Juan 20, 19-31
Jesús resucitado se manifestó en diversas ocasiones a los suyos, y especialmente a los apóstoles. Juan en este párrafo nos narra dos de sus apariciones a los apóstoles, ocurridas a una semana de distancia, la una de la otra: la primera el mismo día de la resurrección, y la segunda el domingo siguiente, tal día como hoy.
En ambas se manifiesta la dificultad de los apóstoles en creer. Y es que la resurrección no es un hecho como los demás hechos que ocurren a nuestro alrededor. Para los hechos normales basta tener los ojos abiertos y los oídos atentos; basta aplicar nuestras manos al objeto que se nos presenta para percibir que es real; pero la “realidad” de la Resurrección es de otro orden, y no basta el conocimiento normal para llegar a esa “realidad”. Hace falta la fe.

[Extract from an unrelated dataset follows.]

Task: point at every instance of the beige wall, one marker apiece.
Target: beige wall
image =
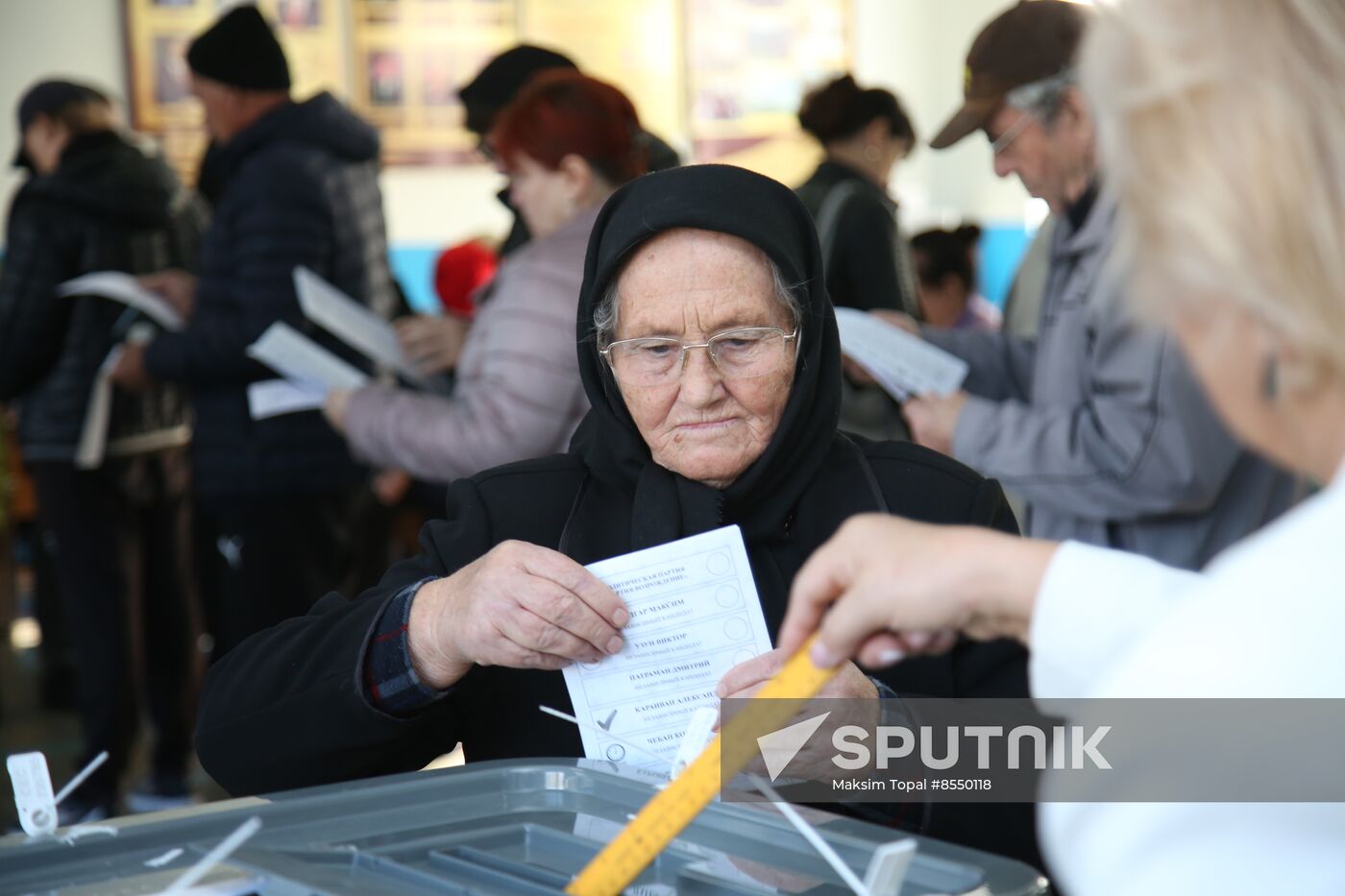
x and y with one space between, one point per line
914 47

Los apóstoles ven, tocan, y sin embargo no acaban de aceptar. Incluso piensan que es un fantasma el que está delante de ellos. La actitud de Tomás es más dura aún: él pone condiciones para creer: “si yo no meto el dedo en el agujero de los clavos y no meto la mano en su costado, no lo creo”. Es la respuesta que nosotros presentamos ante la resurrección de Jesucristo, y ante las verdades sobrenaturales: queremos medirlas con nuestros métodos de conocimiento. Y para pasar de nuestro conocimiento de las realidades habituales al de las “realidades” superiores, a las verdades sobre Dios, hace falta saltar. El salto de la fe, que es un don de Dios. Y hace falta saltar porque el hilo de nuestra lógica nos tiene atados a un espacio pequeño, el espacio que alcanzan nuestros sentidos y nuestra racionalidad; para llegar más allá hace falta saltar.

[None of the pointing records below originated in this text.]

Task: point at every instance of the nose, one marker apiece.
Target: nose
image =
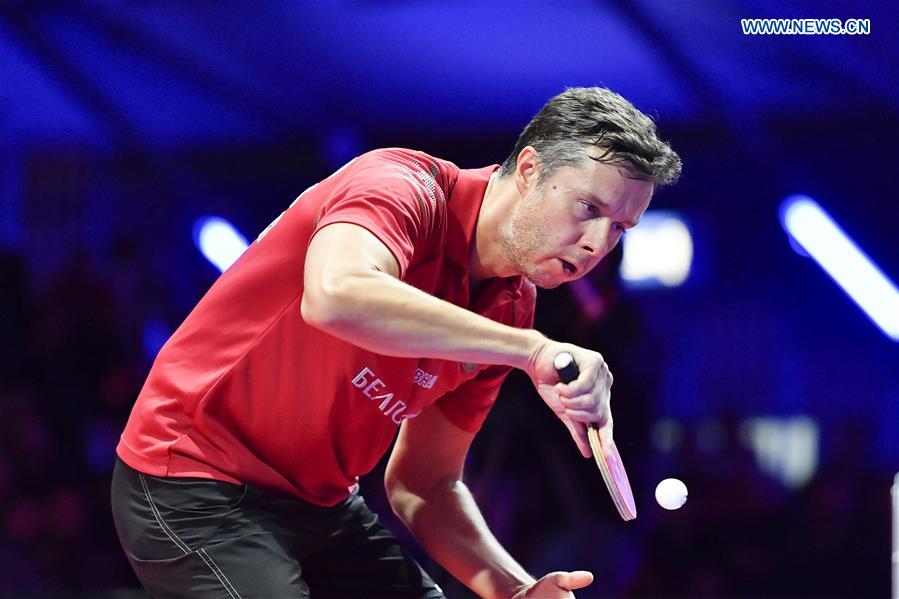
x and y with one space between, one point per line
595 239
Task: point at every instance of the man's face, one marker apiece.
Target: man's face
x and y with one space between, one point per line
565 225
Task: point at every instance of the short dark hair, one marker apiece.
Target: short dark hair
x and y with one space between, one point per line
584 117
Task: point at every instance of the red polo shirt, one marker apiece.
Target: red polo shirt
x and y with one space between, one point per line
246 392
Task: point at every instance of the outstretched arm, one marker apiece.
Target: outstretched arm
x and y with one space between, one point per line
425 488
351 291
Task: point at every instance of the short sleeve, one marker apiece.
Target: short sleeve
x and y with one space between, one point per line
395 200
467 406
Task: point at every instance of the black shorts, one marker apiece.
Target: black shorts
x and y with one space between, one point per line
191 537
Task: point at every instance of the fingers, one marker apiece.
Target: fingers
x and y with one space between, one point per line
593 374
571 581
586 408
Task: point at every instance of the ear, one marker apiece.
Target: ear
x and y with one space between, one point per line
526 169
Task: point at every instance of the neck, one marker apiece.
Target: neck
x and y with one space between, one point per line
487 260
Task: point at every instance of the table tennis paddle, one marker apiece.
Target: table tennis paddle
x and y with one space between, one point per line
604 450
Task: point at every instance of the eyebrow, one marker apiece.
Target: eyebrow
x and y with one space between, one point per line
602 204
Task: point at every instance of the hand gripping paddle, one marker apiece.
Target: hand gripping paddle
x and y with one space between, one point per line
604 450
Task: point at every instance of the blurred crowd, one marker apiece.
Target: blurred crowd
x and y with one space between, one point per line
74 351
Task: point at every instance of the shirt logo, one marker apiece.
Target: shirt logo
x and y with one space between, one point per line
372 387
424 379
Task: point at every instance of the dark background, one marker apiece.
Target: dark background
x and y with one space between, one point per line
122 123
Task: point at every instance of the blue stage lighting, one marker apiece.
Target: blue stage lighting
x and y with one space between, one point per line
659 252
219 241
819 235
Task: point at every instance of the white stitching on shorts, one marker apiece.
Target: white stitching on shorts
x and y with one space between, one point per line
229 588
168 532
219 574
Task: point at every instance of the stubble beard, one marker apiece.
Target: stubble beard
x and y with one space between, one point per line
524 236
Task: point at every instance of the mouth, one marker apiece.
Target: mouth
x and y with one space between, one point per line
568 267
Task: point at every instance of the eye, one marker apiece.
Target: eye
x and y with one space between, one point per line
589 209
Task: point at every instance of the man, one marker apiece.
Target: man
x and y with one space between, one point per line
398 292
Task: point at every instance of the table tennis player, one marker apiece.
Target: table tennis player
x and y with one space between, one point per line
395 295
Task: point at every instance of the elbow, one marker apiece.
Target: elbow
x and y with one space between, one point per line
397 495
326 304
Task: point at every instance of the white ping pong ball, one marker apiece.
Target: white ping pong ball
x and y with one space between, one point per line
671 493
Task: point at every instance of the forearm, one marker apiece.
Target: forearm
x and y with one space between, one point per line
449 525
386 316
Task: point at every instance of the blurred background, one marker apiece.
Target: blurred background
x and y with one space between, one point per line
741 366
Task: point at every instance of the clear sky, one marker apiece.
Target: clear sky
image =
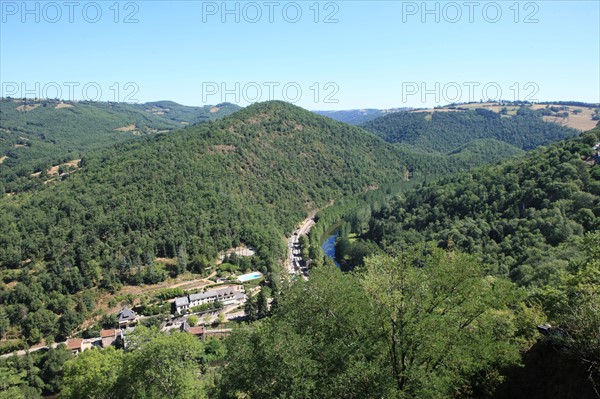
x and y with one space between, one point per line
319 55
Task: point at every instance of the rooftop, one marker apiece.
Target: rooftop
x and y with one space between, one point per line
74 343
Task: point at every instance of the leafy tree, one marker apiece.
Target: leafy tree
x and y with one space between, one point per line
442 320
262 304
165 367
93 374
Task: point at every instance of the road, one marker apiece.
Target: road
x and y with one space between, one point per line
295 263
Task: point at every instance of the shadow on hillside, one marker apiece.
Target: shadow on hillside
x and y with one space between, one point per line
548 372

La resurrección de Jesucristo es el acontecimiento fundamental, es el suceso central, la obra de Dios por excelencia, que da sustento a todo lo que Jesús ha enseñado. San Pablo dirá que si Cristo no ha resucitado, nuestra fe es vana. Si la resurrección no fuera un hecho real, al creer en Cristo creeríamos lo que no existe, fundaríamos nuestra existencia sobre la nada. Pero, Pablo afirma en seguida, que sí, Cristo de verdad ha resucitado.
Hay que considerar también otras riquezas contenidas en estas apariciones: principalmente los dones que Jesús viene a entregar a la Iglesia, y los entrega a la Iglesia depositándolos en los apóstoles: son tres dones principalmente explícitos en esta aparición: La Paz, que deriva de la salvación: es la Paz con Dios, en primer lugar, la paz que había sido rota en el Paraíso por el pecado de Adán: la paz que debemos establecer interiormente y que debemos comunicar.

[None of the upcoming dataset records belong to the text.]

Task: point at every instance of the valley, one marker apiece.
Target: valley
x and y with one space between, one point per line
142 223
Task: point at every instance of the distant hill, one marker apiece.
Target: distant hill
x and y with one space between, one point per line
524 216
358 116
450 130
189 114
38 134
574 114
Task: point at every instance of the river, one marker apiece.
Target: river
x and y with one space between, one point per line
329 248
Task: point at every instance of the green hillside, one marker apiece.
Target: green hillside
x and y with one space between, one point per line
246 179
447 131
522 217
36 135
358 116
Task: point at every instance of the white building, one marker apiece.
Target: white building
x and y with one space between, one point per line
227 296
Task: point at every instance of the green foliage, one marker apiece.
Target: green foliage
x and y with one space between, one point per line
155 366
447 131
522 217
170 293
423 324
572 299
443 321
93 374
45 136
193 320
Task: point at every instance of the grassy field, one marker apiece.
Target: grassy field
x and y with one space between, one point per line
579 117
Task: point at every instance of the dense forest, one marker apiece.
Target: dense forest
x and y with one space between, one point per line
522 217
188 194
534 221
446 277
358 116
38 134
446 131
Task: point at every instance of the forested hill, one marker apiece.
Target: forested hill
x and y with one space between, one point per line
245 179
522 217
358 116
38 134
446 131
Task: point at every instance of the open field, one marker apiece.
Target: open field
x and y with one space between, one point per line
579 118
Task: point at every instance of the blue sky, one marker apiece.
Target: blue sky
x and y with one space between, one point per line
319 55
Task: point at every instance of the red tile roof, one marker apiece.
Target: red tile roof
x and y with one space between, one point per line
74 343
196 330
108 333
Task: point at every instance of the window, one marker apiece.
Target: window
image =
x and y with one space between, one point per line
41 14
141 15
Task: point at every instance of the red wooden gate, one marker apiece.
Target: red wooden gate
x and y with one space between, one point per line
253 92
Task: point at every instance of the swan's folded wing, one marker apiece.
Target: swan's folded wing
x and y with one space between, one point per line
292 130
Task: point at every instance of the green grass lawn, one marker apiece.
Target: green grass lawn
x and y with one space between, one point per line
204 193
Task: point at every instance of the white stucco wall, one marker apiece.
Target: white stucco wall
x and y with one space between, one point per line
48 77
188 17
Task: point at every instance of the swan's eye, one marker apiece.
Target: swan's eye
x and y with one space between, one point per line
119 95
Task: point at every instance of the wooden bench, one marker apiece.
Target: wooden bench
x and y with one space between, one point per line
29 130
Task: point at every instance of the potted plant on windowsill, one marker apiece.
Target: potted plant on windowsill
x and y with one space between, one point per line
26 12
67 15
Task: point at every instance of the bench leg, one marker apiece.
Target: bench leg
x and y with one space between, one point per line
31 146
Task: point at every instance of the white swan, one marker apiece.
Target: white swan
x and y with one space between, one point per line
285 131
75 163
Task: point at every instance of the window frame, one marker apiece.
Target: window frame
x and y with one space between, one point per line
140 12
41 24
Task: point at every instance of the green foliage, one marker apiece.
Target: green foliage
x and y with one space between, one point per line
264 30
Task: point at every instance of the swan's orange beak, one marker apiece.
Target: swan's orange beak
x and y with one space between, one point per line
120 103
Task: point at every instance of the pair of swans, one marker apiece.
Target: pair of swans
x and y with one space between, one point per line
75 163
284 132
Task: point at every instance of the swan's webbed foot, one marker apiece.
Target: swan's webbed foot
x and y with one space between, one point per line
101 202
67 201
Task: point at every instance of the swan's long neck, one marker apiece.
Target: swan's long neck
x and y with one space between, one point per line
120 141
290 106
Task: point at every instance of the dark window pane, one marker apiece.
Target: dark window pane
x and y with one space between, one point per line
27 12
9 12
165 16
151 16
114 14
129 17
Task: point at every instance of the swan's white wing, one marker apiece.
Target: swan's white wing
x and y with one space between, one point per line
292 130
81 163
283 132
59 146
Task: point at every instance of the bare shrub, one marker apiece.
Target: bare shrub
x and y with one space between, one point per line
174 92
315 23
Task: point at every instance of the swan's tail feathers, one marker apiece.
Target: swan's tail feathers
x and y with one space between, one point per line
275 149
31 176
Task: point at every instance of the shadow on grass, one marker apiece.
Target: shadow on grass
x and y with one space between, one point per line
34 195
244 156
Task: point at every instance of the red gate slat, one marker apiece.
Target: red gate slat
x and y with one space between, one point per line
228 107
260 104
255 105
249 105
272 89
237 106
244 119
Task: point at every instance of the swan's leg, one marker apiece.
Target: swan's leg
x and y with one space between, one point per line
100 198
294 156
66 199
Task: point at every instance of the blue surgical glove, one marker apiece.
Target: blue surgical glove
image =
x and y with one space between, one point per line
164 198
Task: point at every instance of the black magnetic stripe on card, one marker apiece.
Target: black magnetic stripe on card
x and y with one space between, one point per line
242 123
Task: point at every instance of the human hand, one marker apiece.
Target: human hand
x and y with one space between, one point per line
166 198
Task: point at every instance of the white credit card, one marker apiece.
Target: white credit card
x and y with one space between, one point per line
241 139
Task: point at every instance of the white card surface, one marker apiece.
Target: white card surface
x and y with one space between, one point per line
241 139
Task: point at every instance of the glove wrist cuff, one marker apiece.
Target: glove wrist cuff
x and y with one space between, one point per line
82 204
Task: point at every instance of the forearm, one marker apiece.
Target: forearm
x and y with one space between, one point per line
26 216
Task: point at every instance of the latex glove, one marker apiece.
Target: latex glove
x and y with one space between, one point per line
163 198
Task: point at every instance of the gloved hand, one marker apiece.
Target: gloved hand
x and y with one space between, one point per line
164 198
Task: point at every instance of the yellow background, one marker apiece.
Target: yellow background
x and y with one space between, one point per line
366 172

El segundo don que Cristo les entrega a los apóstoles es su propia misión; El ya ha cumplido la tarea, ha fundado todo, y le ha puesto cimientos: la Iglesia ahora debe ser la continuadora de la obra de Cristo.
Y finalmente les regala el don del Espíritu Santo. Que es la nueva fuerza de que estarán invadidos todos los creyentes, individualmente y sobre todo reunidos en comunidad. Claro que es más que un don, porque es el Espíritu de Dios. Y este Espíritu se manifiesta por el perdón de los pecados: los pecados pueden ser perdonados (quitados de raíz) porque es el Espíritu de Dios el que actúa cuando los apóstoles y sus sucesores dicen: “tus pecados quedan perdonados”. El don del Espíritu vendrá sobre los apóstoles en plenitud el día de Pentecostés, pero ya Jesús resucitado les da un anticipo. Este Espíritu, que es la Tercera Persona de la Santísima Trinidad es el gran don que Cristo ha ido prometiendo a los apóstoles en su despedida: El les revelará todo; y es tan importante para los apóstoles, que hasta hace conveniente que Cristo marche de este mundo al Padre. Este Espíritu es la fuerza purificadora que nos limpiará de nuestros pecados.